Historically, AFTIR measurements have been used for fence line studies and other measurements taken at fixed locations. Coupling an AFTIR analyzer with a drone helps us collect AFTIR measurements at a variety of location types. When coupled with Infrared Remote Velocity Measurement technology, this technique can be used to determine mass emission rates.
CleanAir Case Study
CleanAir first ventured into the remote measurement world to measure flare destruction efficiency, which can be calculated from the composition of a flare plume. For most industry-sponsored flare tests, we used a Passive Fourier Transform Infrared Spectroscopy (PFTIR) system to measure destruction efficiency. PFTIR was chosen because it is a good technology for remotely measuring the composition of hot gas plumes (like those from a flare), but a limitation of PFTIR is that it cannot see colder gas plumes.
Many environmental applications require remote speciation of gas plumes that are not hot enough for PFTIR. As an example, CleanAir needed to measure destruction efficiency of an enclosed flare, but the enclosure prevented us from measuring the gas before it cooled to the point where PFTIR could not be used. So, CleanAir coupled an AFTIR system with a drone to analyze pollutants in on this high, inaccessible stack. A retroreflector array was suspended from a drone hovering behind the emission plume relative to the AFTIR about 100 feet in the air.
How it works
The AFTIR uses an optical telescope to transmit an infrared (IR) beam through the gas plume. The IR beam is reflected back to the analyzer by a retroreflector array suspended from the drone where the absorption of the IR radiation is used determine the composition of the gas in the measurement region. The AFTIR does this by measuring how much of the reference IR beam is absorbed by gases at various IR wavelengths.

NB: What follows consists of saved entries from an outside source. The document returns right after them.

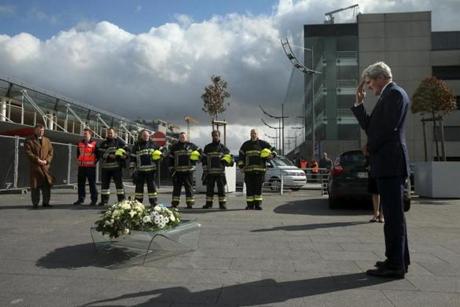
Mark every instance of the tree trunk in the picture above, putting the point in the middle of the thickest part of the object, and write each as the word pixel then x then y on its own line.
pixel 435 136
pixel 443 148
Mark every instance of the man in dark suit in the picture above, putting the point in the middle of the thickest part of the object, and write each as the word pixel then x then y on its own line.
pixel 388 161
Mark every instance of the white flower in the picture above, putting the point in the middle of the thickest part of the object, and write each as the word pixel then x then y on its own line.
pixel 125 206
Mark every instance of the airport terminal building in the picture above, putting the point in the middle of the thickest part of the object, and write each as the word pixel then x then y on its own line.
pixel 407 44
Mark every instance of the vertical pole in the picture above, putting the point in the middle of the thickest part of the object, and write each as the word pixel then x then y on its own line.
pixel 16 162
pixel 313 137
pixel 282 127
pixel 69 161
pixel 3 110
pixel 443 148
pixel 424 140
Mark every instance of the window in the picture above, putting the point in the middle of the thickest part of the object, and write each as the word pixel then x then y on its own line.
pixel 446 72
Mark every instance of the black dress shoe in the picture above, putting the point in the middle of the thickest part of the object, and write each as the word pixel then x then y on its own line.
pixel 386 272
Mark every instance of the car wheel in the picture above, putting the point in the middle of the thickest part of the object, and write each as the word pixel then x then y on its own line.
pixel 333 202
pixel 275 184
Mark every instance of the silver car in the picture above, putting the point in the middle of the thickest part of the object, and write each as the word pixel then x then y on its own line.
pixel 293 177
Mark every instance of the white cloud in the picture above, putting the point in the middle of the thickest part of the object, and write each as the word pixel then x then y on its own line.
pixel 7 10
pixel 161 73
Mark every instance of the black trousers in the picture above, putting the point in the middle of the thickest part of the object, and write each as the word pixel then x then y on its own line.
pixel 141 179
pixel 183 179
pixel 106 175
pixel 46 193
pixel 211 181
pixel 254 181
pixel 391 190
pixel 90 174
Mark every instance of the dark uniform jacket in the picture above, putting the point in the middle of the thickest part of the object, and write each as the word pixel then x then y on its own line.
pixel 106 153
pixel 249 156
pixel 212 158
pixel 385 131
pixel 141 156
pixel 179 157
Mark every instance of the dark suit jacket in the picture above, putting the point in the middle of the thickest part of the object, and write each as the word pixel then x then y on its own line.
pixel 385 131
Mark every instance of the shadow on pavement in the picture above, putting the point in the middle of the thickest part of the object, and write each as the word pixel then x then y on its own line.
pixel 320 206
pixel 267 291
pixel 83 255
pixel 309 226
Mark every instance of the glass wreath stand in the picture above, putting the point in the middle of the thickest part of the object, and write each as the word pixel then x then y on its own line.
pixel 141 246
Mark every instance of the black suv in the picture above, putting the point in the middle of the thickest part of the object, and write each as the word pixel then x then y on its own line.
pixel 348 180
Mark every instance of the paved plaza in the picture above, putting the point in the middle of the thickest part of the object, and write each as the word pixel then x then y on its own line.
pixel 296 252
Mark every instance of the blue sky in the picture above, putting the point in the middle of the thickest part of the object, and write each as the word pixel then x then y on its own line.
pixel 44 19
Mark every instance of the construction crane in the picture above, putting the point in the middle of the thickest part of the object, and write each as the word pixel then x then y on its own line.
pixel 190 120
pixel 329 16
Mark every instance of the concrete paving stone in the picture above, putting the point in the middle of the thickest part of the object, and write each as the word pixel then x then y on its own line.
pixel 277 257
pixel 435 283
pixel 419 298
pixel 263 265
pixel 326 266
pixel 443 269
pixel 224 277
pixel 347 255
pixel 350 297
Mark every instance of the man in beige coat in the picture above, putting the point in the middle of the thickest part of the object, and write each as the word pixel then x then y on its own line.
pixel 40 153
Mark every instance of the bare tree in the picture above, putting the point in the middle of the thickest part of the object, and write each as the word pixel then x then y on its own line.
pixel 214 97
pixel 434 97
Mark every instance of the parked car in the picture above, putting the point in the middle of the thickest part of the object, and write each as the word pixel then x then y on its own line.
pixel 348 180
pixel 293 177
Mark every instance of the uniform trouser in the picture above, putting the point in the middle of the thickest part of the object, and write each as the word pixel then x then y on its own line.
pixel 149 178
pixel 46 193
pixel 211 181
pixel 106 175
pixel 90 173
pixel 254 181
pixel 183 179
pixel 391 190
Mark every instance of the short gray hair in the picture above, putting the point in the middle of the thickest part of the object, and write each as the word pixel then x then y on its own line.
pixel 376 70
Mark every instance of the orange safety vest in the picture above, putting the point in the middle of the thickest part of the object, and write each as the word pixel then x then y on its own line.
pixel 87 154
pixel 315 167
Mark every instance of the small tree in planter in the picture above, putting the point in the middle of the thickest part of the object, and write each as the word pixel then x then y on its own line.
pixel 214 101
pixel 433 97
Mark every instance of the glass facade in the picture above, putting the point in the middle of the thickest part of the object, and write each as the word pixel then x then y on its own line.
pixel 334 53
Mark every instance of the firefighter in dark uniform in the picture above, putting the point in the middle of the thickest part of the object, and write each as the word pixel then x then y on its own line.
pixel 145 156
pixel 216 157
pixel 182 160
pixel 112 154
pixel 86 159
pixel 252 159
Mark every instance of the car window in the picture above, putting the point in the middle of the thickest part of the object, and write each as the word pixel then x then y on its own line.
pixel 281 161
pixel 355 158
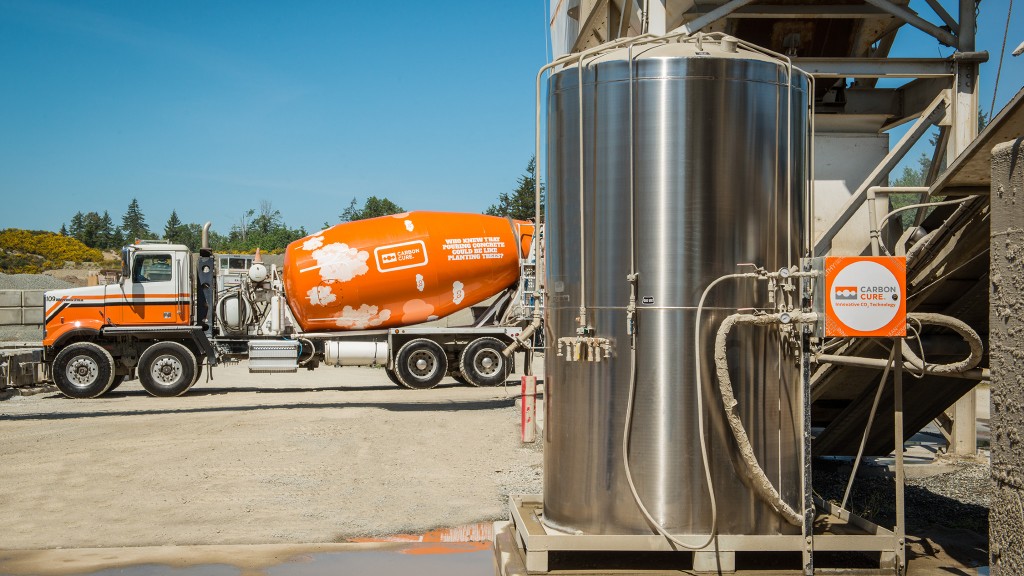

AFTIR has been used for remote stack emissions measurements in the past, but a stationary placement of a retroreflector array presents challenges. This is because many gas emission plumes are constantly moving. Using CleanAir’s configuration of AFTIR with a drone, we can continuously move the drone and adjust the AFTIR analyzer to stay focused on the plume during testing and quickly move to a clear area of the sky for background readings as required.
Using this technique, we can theoretically measure anything that an FTIR can detect (including CO2, SO2, NOX, CO, and more). Like all FTIR applications, the detection limits for each measured compound will vary by use case (compounds measured, distance between drone and AFTIR, etc.).
This is a complex test procedure that is still in its infancy. So, it isn’t used for routine monitoring and testing yet. Currently, this technique is best suited for hazardous or inaccessible sampling locations, but remote measurements are becoming more common. This is just the beginning of using drones for air pollution testing.